Foto: Felipe Oliveira / EC Bahia

Após a oficialização da saída por empréstimos do meia Régis para o Al Wehda, por 2,1 milhões (com o Bahia ficando com 80%), o presidente Guilherme Bellintani se pronunciou. Em entrevista concedida no programa de rádio oficial do clube, na noite desta terça-feira (04), o mandatário lamentou a saída do jogador que a diretoria fez muito esforço para trazer e também “lutou” para segurá-lo recentemente depois de uma proposta do clube árabe. No entanto, segundo o Bellintani, o atleta não queria mais ficar e a insistência acabou sendo em vão.

Veja abaixo:



“A gente não tem nunca apenas boas notícias. A notícia triste, a gente confirmou a saída do Régis, um jogador que a gente fez um grande esforço para trazer, adquirindo os direitos em definitivo. Fizemos um planejamento longo para a carreira dele no Bahia. Há cerca de 15 dias, teve uma abordagem dele e do clube árabe, nós conversamos muito, pedimos que ele entendesse que era importante continuar, e ele entendeu. A gente está buscando manter o elenco fortalecido. Ele se convenceu disso. Há cerca de três, quatro dias, houve uma nova investida, ele novamente insistiu, dizendo que estava decidido a não jogar mais pelo Bahia. Tem uma hora que a gente vê que a insistência não faz sentido. Tivemos a difícil decisão de viabilizar a saída por empréstimo”, disse.

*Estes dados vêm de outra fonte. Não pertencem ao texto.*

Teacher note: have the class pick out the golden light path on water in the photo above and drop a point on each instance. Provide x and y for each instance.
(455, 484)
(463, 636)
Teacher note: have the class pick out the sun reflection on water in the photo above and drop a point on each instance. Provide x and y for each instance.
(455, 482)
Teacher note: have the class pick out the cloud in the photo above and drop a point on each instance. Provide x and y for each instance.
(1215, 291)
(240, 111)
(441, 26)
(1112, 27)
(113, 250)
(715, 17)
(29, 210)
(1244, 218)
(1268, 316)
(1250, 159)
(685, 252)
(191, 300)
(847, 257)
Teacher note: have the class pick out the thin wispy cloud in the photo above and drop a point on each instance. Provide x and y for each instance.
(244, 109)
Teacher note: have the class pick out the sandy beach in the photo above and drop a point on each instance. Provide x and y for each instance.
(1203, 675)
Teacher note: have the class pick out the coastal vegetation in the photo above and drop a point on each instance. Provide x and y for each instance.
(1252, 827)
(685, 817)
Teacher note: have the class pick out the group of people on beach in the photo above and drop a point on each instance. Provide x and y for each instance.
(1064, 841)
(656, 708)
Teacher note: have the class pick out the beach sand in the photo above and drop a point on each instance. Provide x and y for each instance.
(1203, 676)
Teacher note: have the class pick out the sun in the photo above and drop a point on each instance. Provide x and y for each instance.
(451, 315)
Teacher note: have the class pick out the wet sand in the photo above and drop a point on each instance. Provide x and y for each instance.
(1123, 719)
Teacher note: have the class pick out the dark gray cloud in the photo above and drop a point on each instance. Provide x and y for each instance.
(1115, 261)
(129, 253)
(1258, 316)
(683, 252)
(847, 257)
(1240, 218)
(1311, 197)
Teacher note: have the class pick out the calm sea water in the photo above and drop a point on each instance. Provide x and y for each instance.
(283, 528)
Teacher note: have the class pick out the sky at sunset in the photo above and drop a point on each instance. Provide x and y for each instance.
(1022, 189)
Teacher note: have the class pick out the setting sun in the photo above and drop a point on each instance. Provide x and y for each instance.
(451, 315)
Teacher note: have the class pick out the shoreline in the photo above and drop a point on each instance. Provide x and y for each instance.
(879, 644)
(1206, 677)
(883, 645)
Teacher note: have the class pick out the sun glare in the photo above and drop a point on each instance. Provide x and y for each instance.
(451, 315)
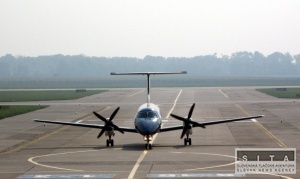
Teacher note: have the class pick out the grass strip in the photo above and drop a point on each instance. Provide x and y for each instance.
(21, 96)
(9, 111)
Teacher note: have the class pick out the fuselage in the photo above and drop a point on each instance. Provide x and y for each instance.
(148, 120)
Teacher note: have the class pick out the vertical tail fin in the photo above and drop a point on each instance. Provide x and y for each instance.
(148, 78)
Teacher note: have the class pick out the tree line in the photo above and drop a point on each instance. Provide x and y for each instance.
(245, 64)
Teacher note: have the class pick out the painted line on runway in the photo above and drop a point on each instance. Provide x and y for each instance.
(279, 142)
(68, 176)
(135, 93)
(224, 94)
(142, 156)
(195, 175)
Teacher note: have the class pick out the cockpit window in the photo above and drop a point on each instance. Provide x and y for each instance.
(147, 114)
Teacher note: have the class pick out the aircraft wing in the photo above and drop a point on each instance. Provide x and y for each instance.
(125, 129)
(204, 124)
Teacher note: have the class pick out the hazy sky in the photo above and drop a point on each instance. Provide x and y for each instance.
(136, 28)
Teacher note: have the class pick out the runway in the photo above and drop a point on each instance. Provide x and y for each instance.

“Não era nosso desejo, não fazia parte de um elemento financeiro. Pelo valor, claro que protege o patrimônio de clube, mas não é determinante para a vida do clube. A gente tentou de toda forma, mas diante da insistência, o desejo dele de não jogar mais, a gente entendeu que precisava ceder em nome da unidade do grupo. Que fique no Bahia aquele jogador que quer ficar no Bahia. Tem uma hora que o clube fala mais forte, fala mais alto. O que a gente tem que ter no grupo, são jogadores que queiram vestir a camisa do clube. Conversamos com Régis de maneira muito equilibrada. Conseguimos um negócio razoável para o clube. Dizer que a gente lutou, a gente se sentiu vencido nessa reta final. Pela minha sensibilidade, pela experiência nas relações humanas, tem momento que a gente precisa se dar por vencido, pensando na unidade, pensando no clube”, disse.